In power management applications, co-packaging an integrated circuit with a discrete semiconductor device such as a discrete power device of metal oxide semiconductor field effect transistor (“MOSFET”), junction field effect transistor (“JFET”), or other devices has become a major trend for cost and size saving. In most high voltage and/or large current power management applications, a vertical discrete transistor such as a vertical power transistor of vertical MOSFET, vertical JFET or field effect transistor (“FET”) with integrated Schottky diode is often used and co-packaged with its integrated control circuit to achieve high power management performance while reducing cost and package size.

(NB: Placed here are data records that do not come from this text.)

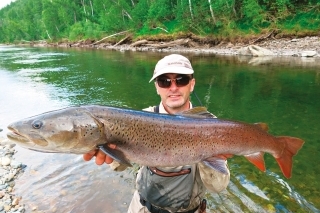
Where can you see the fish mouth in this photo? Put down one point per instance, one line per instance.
(17, 137)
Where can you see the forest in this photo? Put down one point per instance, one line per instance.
(72, 20)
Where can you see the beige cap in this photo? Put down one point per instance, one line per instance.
(173, 63)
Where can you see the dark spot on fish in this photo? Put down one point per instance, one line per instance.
(37, 124)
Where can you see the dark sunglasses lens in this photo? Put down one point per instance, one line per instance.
(164, 83)
(182, 81)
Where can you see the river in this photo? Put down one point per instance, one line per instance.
(282, 92)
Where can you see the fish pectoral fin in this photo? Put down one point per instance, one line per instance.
(257, 160)
(115, 154)
(217, 164)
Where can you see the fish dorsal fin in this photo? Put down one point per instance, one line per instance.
(262, 126)
(197, 112)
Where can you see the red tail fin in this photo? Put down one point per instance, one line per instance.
(291, 147)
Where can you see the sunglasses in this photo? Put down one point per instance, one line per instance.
(180, 81)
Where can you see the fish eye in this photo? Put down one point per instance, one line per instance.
(37, 124)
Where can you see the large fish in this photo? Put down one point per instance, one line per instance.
(153, 139)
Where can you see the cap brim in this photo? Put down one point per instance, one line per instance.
(177, 70)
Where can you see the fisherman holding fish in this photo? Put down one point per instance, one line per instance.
(171, 189)
(180, 155)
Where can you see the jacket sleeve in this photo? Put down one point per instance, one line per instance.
(213, 180)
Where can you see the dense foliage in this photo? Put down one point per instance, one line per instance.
(32, 20)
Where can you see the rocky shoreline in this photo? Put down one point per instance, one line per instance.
(277, 47)
(10, 169)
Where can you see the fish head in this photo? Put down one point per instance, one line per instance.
(69, 130)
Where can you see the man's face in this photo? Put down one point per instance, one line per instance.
(175, 97)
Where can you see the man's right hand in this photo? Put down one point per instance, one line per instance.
(101, 157)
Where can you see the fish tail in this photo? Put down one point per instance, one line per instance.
(291, 147)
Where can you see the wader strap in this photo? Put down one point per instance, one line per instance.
(168, 174)
(154, 209)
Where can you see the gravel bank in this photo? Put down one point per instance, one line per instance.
(278, 47)
(9, 171)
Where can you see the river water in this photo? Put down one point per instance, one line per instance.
(282, 92)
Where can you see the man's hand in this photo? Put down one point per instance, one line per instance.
(100, 157)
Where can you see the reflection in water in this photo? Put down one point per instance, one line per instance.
(278, 91)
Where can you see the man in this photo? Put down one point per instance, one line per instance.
(171, 189)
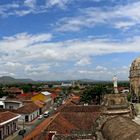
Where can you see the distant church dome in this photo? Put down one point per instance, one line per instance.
(134, 76)
(135, 68)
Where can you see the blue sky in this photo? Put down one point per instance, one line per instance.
(68, 39)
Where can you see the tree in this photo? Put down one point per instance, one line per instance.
(93, 94)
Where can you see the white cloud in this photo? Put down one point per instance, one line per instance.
(30, 3)
(101, 68)
(60, 3)
(83, 62)
(36, 56)
(121, 17)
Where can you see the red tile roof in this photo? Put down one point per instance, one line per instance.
(7, 115)
(27, 108)
(69, 119)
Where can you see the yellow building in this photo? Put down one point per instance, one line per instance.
(43, 97)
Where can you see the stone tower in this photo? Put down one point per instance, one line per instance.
(134, 76)
(115, 84)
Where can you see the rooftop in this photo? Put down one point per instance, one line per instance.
(7, 116)
(27, 108)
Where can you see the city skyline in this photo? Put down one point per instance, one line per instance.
(68, 39)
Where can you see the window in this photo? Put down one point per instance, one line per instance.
(11, 107)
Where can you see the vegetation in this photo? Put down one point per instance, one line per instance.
(93, 95)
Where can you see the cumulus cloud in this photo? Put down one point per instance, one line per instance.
(121, 17)
(36, 56)
(83, 62)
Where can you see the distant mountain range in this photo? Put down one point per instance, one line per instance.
(11, 80)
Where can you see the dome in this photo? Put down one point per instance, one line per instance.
(135, 68)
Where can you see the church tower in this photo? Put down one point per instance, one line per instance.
(115, 84)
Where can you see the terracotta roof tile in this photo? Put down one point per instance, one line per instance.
(27, 108)
(7, 115)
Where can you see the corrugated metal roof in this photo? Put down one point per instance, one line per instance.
(46, 93)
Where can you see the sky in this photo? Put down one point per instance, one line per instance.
(69, 39)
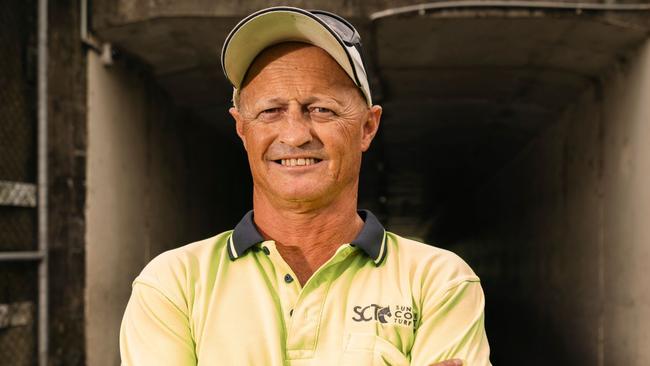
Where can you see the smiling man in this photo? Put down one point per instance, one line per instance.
(305, 278)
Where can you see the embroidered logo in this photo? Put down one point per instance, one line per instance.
(402, 315)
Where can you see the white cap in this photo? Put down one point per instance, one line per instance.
(271, 26)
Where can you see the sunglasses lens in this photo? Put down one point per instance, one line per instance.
(345, 31)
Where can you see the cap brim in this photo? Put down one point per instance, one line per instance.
(276, 25)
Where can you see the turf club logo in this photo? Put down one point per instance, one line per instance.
(399, 314)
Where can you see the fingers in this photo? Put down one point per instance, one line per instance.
(453, 362)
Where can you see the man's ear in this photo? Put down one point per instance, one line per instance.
(370, 127)
(239, 124)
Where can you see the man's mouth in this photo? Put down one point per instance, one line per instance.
(298, 162)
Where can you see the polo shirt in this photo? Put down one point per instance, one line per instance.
(232, 300)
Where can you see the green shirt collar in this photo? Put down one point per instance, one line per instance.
(371, 239)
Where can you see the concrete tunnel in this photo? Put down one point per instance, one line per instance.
(516, 136)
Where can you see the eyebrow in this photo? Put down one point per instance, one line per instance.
(308, 100)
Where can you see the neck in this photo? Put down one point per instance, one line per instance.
(305, 236)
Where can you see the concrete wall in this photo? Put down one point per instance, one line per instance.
(561, 236)
(154, 178)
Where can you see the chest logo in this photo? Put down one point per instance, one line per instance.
(402, 315)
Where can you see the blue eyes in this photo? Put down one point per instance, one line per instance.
(314, 111)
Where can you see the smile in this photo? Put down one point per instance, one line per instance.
(298, 162)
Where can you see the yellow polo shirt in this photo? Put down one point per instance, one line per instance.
(233, 300)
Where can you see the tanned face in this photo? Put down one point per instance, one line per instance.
(304, 124)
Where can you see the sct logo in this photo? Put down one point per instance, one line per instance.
(402, 315)
(372, 312)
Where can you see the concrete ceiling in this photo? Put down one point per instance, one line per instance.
(462, 90)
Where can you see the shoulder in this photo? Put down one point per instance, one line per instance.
(174, 267)
(429, 265)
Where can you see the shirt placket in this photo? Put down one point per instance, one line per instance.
(303, 306)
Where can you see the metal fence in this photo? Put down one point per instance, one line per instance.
(19, 248)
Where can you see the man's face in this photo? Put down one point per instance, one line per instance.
(304, 125)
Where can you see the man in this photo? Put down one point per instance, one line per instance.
(304, 278)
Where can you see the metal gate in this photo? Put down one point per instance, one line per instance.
(23, 254)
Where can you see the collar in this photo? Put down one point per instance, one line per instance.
(371, 240)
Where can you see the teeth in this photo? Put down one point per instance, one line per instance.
(298, 162)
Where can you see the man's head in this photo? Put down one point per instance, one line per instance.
(304, 123)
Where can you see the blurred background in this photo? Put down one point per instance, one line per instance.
(515, 133)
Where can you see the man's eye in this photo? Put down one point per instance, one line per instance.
(321, 111)
(271, 111)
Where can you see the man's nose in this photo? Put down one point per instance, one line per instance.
(296, 129)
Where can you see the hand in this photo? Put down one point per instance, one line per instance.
(452, 362)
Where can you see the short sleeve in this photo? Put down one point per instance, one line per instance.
(452, 326)
(155, 331)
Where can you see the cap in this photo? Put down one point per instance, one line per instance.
(274, 25)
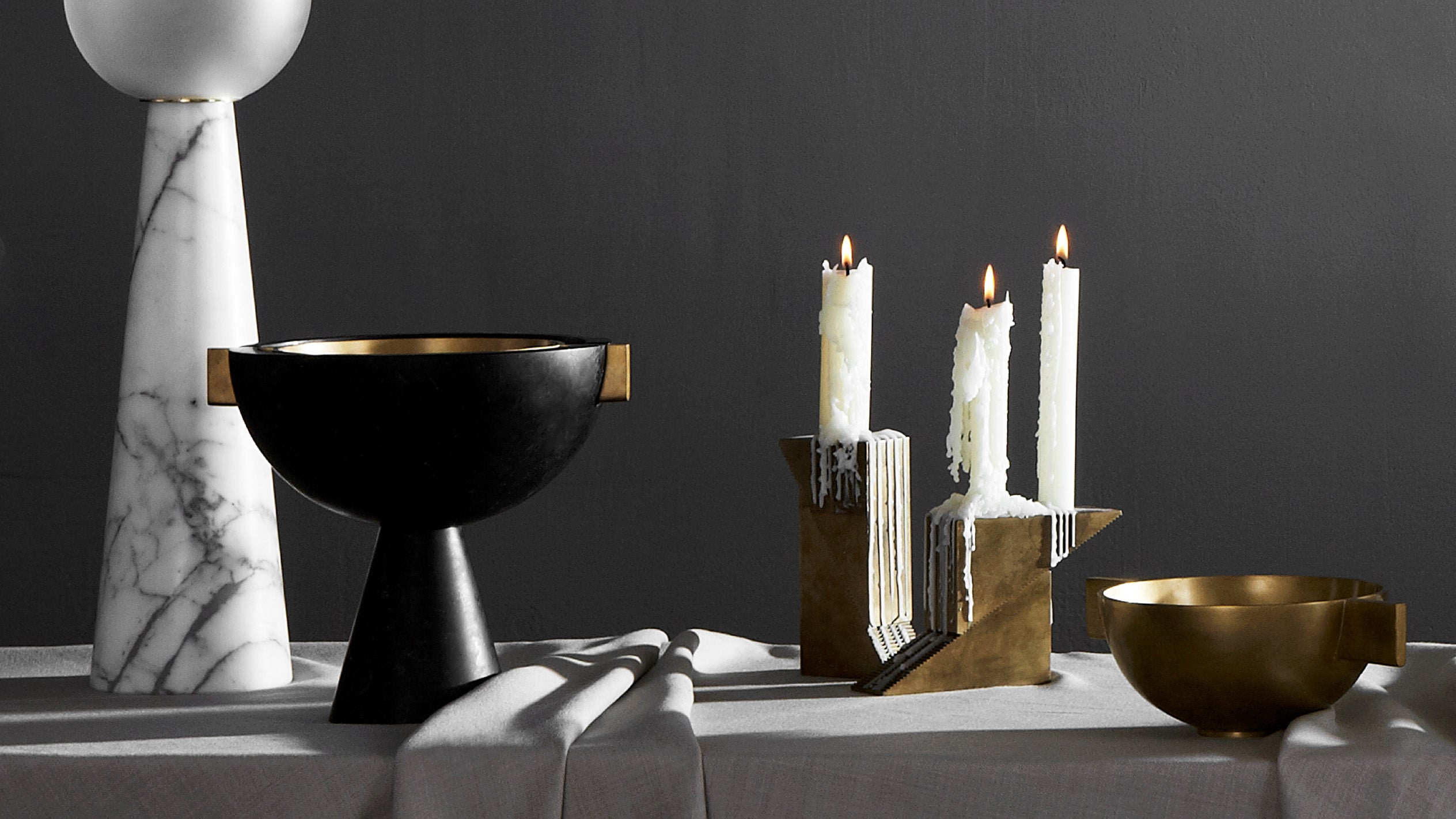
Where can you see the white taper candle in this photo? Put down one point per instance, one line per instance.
(845, 344)
(1057, 423)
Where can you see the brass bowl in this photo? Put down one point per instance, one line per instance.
(1245, 655)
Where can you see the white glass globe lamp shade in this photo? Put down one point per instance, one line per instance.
(185, 50)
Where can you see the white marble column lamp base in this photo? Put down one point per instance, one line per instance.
(191, 595)
(191, 592)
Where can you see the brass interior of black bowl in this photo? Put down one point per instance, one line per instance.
(411, 346)
(1241, 591)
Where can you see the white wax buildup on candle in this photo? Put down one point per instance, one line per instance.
(1057, 423)
(977, 438)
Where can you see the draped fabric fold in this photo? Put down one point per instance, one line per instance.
(641, 757)
(501, 749)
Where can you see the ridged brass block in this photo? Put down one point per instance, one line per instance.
(1001, 633)
(855, 601)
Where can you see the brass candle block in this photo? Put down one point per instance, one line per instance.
(855, 601)
(992, 624)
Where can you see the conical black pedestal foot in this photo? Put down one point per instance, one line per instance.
(420, 637)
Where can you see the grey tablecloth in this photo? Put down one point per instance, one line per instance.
(711, 725)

Conventionally, a semiconductor die of vertical power MOSFET, JFET, FET with an integrated Schottky diode or other vertical transistors typically comprise a drain/cathode electrode on a bottom surface and source and gate electrodes on a top surface. In many power management applications, an N-type vertical transistor is configured as a low-side switch, meaning that the source electrode is connected to the lowest potential (i.e. ground) and an electrical load is connected between the drain electrode and a higher potential (i.e. VDD). When the MOSFET is switched on and off (by modulation of the gate-source voltage), the source voltage stays relatively constant, while the drain voltage alternates between high and low voltages. Since the drain electrode is on the bottom surface of the MOSFET die, it is typically connected to the leadframe of a package. For high-power devices, the leadframe is exposed for better thermal performance. The presence of high and transitioning voltage on the exposed leadframe is often undesirable because it requires electrical isolation and can be a source of radiated electromagnetic interference (“EMI”).
Prior art co-package solutions (i.e., a control chip and a vertical MOSFET in the same package) use vertical MOSFET devices that have backside drain. The high and transient voltage on the drain causes isolation and EMI problems as described above. Moreover, since the MOSFET drain is at a different voltage than the substrate of the control chip, they may not be electrically connected to the same leadframe. One prior art solution uses a non-conductive epoxy to attach the control chip to the leadframe. This provides the needed isolation, but compromises the thermal performance (i.e., the ability of the package to dissipate heat produced in the control chip). Another approach uses a special package with a split leadframe, one piece under the control chip and a separate (and isolated) piece under the MOSFET. This increases packaging cost and can complicate the attachment of the package to a print circuit (“PC”) board.